The treatment will be received by participants of Phase II study at the Okyanos Center for Regenerative Medicine, Freeport, Bahamas.
Rejenevie™ Therapeutics has reportedly announced the initiation of Phase II clinical trial to study the safety and efficacy of its patented AR-100 immune restoration treatment to enhance the function of the aging immune system. The company develops first-in-world stem cell restoration therapies to cure age-related diseases.
Reportedly, the proposed trial protocol of Rejenevie has been approved by the National Stem Cell Ethics Committee of Bahamas. The treatment of approximately 20 patients will be administered and monitored under this protocol. The treatment will be received by participants of Phase II study at the Okyanos Center for Regenerative Medicine, Freeport, Bahamas.
The Phase I trial was completed in February 2019. During the trial, 5 patients were given AR-100 immune restoration treatment of Rejenevie to assess its safety in human patients. There have been no adverse events reported in any of the participants till date.
Dr. Steven Greco, Chief Science Officer at Rejenevie Therapeutics, reportedly stated that the company found the majority of patients have felt a growth in biological killer cell function, which is the measure of the immune system’s ability to attack and kill cancer cells. The company has also seen a dramatic reduction in the number of senescence- and aging-related genes expressed in the patients’ circulating immune cells, he further added.

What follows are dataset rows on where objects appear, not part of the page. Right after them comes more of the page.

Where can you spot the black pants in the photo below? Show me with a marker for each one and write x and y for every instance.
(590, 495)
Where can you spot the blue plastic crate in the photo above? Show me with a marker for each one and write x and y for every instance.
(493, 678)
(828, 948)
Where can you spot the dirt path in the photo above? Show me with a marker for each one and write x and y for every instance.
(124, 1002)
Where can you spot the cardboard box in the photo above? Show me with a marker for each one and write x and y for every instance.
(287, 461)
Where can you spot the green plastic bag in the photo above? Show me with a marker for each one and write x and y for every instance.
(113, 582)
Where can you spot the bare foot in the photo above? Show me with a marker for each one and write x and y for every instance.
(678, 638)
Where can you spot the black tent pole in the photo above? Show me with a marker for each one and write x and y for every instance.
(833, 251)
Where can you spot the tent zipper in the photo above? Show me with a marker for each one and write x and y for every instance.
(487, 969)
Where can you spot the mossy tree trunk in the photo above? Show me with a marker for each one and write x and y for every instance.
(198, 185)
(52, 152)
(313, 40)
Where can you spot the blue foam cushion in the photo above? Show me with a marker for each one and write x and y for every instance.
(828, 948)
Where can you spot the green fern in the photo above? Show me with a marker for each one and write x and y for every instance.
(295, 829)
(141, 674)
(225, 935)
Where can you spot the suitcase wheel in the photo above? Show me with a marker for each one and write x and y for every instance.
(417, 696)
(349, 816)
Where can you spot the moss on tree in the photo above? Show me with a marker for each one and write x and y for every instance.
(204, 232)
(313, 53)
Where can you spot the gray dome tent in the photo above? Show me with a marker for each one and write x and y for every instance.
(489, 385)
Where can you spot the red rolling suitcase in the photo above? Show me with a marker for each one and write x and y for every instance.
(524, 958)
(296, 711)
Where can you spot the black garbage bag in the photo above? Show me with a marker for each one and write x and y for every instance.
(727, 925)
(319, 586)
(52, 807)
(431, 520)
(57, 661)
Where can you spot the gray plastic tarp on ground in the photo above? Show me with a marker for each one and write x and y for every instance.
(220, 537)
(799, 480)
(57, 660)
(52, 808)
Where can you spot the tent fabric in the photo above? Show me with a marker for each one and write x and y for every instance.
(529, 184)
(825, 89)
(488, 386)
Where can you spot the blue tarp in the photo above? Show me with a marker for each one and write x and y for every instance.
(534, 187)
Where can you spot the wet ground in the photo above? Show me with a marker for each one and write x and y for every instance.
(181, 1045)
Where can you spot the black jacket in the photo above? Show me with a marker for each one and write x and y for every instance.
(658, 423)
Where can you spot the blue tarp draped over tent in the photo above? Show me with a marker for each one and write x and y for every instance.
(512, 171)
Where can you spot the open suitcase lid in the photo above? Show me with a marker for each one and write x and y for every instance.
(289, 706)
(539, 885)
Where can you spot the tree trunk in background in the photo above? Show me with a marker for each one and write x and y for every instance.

With the growing age, the functions of immune system diminish with rising vulnerability to diseases related to immune system, including cancer. The aim of AR-100 medical study is to report the decreasing capability of the immune system getting old by a mixed-age (heterochronic) cell culture model to encourage production of transformation factors from new blood cells.
Rejenevie has plans to extend its cell-based therapeutic program beyond age-related diseases to include gene- and cell-based therapies to treat patients with certain types of cancer and infectious disease, among other potential indications.